This post is part one of two.
Popular games are often used by malware writers as social engineering bait as documented in previous blogs (“Dota Players Own3d” and “Keeping Kerrigan From Infection“). So, with a watchful eye for anything related to games used as an infection vector, we came across a couple of interesting files:
These files noted as being available through different torrent/file sharing websites.
The first file we found refers to Defense of the Ancients (DotA) 2, which is an update for the popular custom scenario map DotA for Warcraft III : The Frozen Throne. The second refers to Diablo III. Although the official release date for both games is still in 2012, beta versions are available for testers. However, the curiosity for these games seems to lead to other dangers, like in the wilderness of Diablo II (released in 2000 – more than a decade ago!). We played the previous versions of both Diablo and DotA, with and against each other (during our free time of course ).

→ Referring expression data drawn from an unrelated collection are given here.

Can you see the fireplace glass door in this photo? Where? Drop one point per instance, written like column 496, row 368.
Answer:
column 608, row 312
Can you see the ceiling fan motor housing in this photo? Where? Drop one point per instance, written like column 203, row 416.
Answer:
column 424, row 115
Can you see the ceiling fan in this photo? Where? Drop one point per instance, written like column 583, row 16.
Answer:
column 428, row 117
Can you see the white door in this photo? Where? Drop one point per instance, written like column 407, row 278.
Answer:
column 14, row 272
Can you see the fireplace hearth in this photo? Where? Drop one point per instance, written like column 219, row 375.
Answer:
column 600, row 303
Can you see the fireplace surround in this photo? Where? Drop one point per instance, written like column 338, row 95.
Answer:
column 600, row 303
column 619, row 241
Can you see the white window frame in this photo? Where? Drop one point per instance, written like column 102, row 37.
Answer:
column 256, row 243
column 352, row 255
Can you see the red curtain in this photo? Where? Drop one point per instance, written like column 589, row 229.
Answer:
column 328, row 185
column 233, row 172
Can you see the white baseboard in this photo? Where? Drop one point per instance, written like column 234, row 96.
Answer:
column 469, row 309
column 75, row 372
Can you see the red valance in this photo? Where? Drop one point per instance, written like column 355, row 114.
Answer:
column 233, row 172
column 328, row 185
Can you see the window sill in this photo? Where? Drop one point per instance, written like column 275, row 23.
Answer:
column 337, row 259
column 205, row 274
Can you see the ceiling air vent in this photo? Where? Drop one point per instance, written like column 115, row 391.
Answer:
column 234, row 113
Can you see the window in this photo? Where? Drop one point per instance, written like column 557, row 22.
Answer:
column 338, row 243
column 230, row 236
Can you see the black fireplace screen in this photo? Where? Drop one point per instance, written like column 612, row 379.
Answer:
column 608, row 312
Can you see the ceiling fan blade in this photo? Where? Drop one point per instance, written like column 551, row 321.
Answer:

The “fun” begins once the Pontoeb malware is executed. Pontoeb gathers power through obtaining information from the infected system, which it then sends back to a remote attacker. The information is gathered through a WMI query that retrieves data such as SerialNumber, SystemDrive, Operating system and processor architecture. But its ultimate goal is to morph the infected system into a zombie. It installs a backdoor where an attacker connects to in order to control the infected system and execute certain commands (for example, download a file, update itself, visit a website, and perform HTTP, SYN, and UDP flooding). A detailed description of what the malware does can be found in its encyclopedia description.
The second sample, Fynloski, which mimics the Diablo icon, is a remote access tool (RAT) that is used for malicious purposes, as outlined by our colleague Daniel here.
Figure 1: icon used by Fynloski
It’s basically a backdoor trojan that gains access to almost all the resources and information in your computer; for example, it can log keystrokes, download and run arbitrary files, and disable security settings. More details about Fynloski are available in its encyclopedia description. But what really got our attention was the obfuscation technique that it uses, which we will discuss in our next post.
If you’re running Microsoft Security Essentials, you’re protected against these threats like you would be in Diablo if you have a Blade Barrier. And of course, if you want to continue enjoying your video games in a secure environment, please visit the official DotA and Diablo websites for the actual beta versions.
As always, enjoy playing and be vigilant! GG (Good Game) everyone!